Les banques espagnoles, dont la Banque d'Espagne, ayant été les principaux acheteurs de la dette du pays en 2011, selon un rapport de la banque centrale espagnole, le risque est donc grand de voir le gouvernement se résigner à solliciter l'aide des établissements qu'il est en train d'essayer de sauver.

"C'est de l'économie vaudoue", a estimé Joseph Stiglitz dans l'interview accordée vendredi à Reuters, avant que les détails du plan ne soient connus. "Ca ne marchera pas et ça ne marche déjà pas."

L'Union européenne aurait davantage intérêt à accélérer son projet d'union bancaire, poursuit l'ancien conseiller du président américain Bill Clinton.

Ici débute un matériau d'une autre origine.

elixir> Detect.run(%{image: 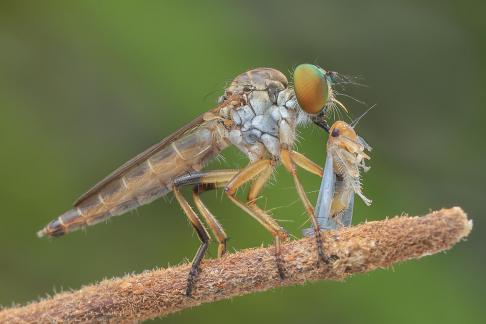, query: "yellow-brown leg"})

"Il n'y a aucune chance, quand une économie entre ainsi en récession, qu'elle puisse mener une politique de relance de la croissance sans une forme de système européen", fait-il valoir.

"L'ALLEMAGNE SE TROMPE"

Joseph Stiglitz est un critique de longue date des mesures d'austérité et des politiques de rigueur imposées par le Fonds monétaire international (FMI) aux pays en voie de développement en contrepartie de plans de soutien.

L'Union européenne a jusqu'à présent fait fausse route dans son approche de la crise de la dette, insiste-t-il, l'austérité n'ayant mené qu'à un ralentissement de la croissance et donc à une aggravation de la dette.

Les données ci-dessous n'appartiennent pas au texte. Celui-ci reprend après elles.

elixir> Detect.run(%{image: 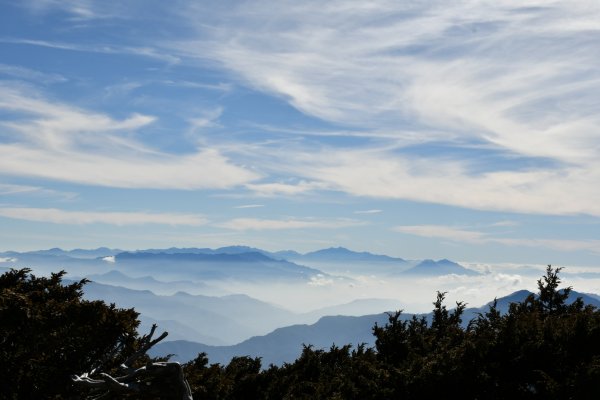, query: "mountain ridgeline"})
[0,266,600,399]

"Ca ne sert à rien de mettre en place un pare-feu si on jette en même temps de l'huile sur le feu. Il faut s'attaquer aux racines du problème et pour ce faire, il faut promouvoir la croissance", argumente-t-il.

L'accélération de l'union bancaire est le seul moyen de sortir du cercle vicieux de la dette, de renforcer la monnaie unique et au final, de rendre service à l'Allemagne qui, en tant que pays le plus riche de la zone euro, aura à assumer le coût le plus lourd pour mutualiser la dette et soutenir les dépenses publiques.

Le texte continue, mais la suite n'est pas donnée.